Furthermore, the equipment and components used in this process are completely conventional, with characteristics and performance which are well known, and involve no greater investment in their procurement than that made for other recognized processes with the same power; quite the contrary in the majority of applications. The effect of lower costs is favorably increased if the saturation pressures defined are very close to atmospheric pressure.

A sufficiently thorough description of the nature of this invention having been provided, it must be expressly emphasized that any modification of details which might be introduced will be considered as included within the process as long as its characteristics are not altered.

Claims

1. A process for mechanical power generation comprising:

(a) selecting a working fluid mixture comprising a plurality of fluids having different boiling points wherein

(1) at a maximum working temperature and pressure, the mixture of vapors of such fluids is saturated with respect to the component having the highest boiling point, and

(2) the fluid having the lowest boiling point saturates at a minimum working temperature, for a minimum working pressure;

(b) performing one expansion in an expansion device of the mixture of fluid vapors initially saturated with respect to the component having the highest boiling point, from the maximum working pressure to the minimum working pressure;

(c) performing a stage of heat recovery, with heat exchange between (1) the mixture of fluids exhausted by said expansion device, which yields heat and undergoes condensation of at least some of its components, and (2) a fluid mixture coming from a final condenser and compressed to the maximum working pressure, which absorbs heat and undergoes vaporization of at least some of its components;

(d) performing total condensation in said condenser of the mixture that comes out of the hot side of the heat recovery stage, at the minimum working temperature; and

(e) contributing heat to the fluid mixture, once the latter has come out of the cold side of the heat recovery stage, until all the remaining liquid fraction in the fluid mixture that corresponds to the component having the highest boiling point is vaporized.

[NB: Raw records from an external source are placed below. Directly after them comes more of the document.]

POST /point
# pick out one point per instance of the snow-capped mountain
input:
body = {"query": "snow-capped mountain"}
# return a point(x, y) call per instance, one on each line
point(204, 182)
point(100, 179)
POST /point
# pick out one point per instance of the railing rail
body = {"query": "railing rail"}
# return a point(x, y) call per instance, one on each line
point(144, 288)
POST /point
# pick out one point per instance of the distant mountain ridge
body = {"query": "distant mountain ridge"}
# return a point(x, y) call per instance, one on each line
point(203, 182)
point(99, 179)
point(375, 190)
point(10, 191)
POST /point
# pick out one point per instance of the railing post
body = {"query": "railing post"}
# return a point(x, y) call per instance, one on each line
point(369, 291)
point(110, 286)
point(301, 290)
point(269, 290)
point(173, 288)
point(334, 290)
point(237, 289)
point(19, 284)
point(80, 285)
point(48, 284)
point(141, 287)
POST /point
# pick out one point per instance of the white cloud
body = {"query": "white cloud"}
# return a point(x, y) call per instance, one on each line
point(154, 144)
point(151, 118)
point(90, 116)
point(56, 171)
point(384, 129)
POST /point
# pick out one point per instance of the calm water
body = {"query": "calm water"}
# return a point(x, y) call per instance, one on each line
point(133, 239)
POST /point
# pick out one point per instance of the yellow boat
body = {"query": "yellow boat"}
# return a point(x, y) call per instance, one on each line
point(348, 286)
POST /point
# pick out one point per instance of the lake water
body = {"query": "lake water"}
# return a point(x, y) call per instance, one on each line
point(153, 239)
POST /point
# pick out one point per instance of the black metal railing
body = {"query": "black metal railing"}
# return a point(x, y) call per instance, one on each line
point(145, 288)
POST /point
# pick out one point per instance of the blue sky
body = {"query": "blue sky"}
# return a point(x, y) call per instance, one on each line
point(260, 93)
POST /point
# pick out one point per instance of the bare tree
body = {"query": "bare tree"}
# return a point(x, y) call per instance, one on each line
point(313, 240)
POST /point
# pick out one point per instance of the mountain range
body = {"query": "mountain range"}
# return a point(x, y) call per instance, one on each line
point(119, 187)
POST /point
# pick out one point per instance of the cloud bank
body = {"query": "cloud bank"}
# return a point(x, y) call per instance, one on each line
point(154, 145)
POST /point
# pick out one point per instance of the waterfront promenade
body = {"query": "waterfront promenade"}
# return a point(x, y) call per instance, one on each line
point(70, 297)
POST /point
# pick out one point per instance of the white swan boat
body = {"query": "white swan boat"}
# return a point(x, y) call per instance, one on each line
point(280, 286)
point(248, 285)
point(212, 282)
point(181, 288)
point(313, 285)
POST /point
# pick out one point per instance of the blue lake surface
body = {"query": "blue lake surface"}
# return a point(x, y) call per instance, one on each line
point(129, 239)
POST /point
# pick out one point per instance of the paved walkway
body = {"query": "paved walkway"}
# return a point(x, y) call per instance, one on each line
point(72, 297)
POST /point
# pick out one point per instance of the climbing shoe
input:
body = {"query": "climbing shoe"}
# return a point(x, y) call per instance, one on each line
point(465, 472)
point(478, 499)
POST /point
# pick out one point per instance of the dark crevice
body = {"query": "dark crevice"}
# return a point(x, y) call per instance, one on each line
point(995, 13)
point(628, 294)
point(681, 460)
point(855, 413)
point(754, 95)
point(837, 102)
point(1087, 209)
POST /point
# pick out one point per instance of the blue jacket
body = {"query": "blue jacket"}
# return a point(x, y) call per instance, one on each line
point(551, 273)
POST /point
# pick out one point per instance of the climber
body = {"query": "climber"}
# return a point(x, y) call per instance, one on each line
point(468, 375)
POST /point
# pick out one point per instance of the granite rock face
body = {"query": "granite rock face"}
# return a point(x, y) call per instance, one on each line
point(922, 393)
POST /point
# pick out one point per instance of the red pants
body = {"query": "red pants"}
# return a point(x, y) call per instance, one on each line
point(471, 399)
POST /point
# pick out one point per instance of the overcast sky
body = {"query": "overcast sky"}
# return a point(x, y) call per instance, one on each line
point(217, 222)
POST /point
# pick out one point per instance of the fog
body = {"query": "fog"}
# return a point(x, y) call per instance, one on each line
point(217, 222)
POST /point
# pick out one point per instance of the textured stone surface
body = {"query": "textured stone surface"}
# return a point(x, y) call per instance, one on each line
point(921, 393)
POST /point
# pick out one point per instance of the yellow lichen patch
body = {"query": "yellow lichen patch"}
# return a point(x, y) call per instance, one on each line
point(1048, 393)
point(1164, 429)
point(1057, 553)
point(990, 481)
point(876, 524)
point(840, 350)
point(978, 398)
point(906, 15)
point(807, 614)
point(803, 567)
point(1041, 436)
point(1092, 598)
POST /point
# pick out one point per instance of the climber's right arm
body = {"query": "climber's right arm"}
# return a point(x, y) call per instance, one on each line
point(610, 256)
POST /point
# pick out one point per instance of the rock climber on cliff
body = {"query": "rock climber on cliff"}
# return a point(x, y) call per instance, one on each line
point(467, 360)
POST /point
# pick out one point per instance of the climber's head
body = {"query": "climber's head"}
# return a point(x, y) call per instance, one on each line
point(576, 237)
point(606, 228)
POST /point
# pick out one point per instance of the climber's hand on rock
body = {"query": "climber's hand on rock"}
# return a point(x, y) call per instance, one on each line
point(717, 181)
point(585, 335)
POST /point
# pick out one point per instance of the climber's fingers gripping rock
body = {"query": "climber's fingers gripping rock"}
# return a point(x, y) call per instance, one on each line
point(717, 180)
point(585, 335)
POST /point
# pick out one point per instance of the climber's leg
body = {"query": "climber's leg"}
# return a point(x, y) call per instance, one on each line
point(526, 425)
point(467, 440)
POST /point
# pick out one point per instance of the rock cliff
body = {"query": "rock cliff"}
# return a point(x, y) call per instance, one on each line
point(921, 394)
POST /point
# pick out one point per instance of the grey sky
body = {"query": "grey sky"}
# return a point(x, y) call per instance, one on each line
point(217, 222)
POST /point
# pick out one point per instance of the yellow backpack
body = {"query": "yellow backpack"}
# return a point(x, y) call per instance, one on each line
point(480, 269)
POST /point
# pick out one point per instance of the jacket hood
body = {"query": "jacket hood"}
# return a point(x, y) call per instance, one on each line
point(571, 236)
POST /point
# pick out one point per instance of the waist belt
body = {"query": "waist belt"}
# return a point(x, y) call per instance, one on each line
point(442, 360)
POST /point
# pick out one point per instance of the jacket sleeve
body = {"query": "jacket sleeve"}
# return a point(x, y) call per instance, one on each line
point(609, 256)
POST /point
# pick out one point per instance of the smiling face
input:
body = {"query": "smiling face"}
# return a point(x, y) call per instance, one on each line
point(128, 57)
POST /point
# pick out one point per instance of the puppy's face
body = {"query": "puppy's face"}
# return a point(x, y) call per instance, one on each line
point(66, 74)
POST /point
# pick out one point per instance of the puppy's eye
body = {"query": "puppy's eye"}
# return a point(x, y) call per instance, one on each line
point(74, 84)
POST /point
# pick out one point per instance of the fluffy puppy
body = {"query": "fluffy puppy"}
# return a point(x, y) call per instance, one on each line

2. A process in accordance with claim 1 in which the working fluid includes a first component having a low volatility and a high boiling point approximately corresponding with the temperature of a heat source for providing heat to the process, and having a saturation pressure corresponding approximately with atmospheric pressure at a maximum process temperature, and a second component having a high volatility and a saturation pressure corresponding approximately with atmosheric pressure at a minimum process temperature.

3. A process in accordance with claim 1 in which the working fluid includes a plurality of fluids having different vapor pressures at a given temperature wherein a working fluid component having the lowest volatility at the thermal level of a heat source has a first saturation pressure, and a second component having the highest volatility has a second saturation pressure at the thermal level of a heat sink, said first saturation pressure being substantially the same as said second saturation pressure.

4. A process in accordance with claim 3 wherein said first saturation pressure is greater than said second saturation pressure.

5. A process in accordance with claim 4 wherein said saturation pressures are substantially atmospheric pressure.

6. A process in accordance with claim 5 wherein said first component is a eutectic mixture of 26.5% diphenyl and 73.5% diphenyl oxide and said second component is water.

7. A process as in claim 1, wherein step (b) includes performing a plurality of expansions in turbines, said mixture of fluid vapors passing through a series of intermediate pressures between each successive pair of such turbines; and

step (c) includes performing a stage of heat recovery from the mixture of fluids exhausted by each such turbine, the pressure in the cold side of each stage of heat recovery being immediately superior to that of the mixture in the hot side of that stage.

8. A process as in claim 7, including selecting a working fluid composition having adequate mass ratios; and such that the component thereof with the lowest boiling point will totally vaporize in the heat recovery stages, absorbing the condensation and cooling energy of the components with higher boiling point which circulates through the hot side of the heat recovery stages, the vapor produced thereby serving as support for the continuous vaporization of the remaining components until these latter components reach their molar composition of saturation for each temperature and until the total vaporization of all the components at the maximum outlet temperature of the recovery stages, except for the component having the highest boiling point, which will be in two phases and will be totally vaporized in an external energy receiver, thereby reaching the maximum working temperature; and through the hot side of the heat exchangers will circulate the discharge vapors of the turbines, which will yield this energy while condensing progressively the components of higher boiling point in such a way that, for each temperature, the composition of the saturated component in the mixture will be that corresponding to said temperature and partial pressure of saturation.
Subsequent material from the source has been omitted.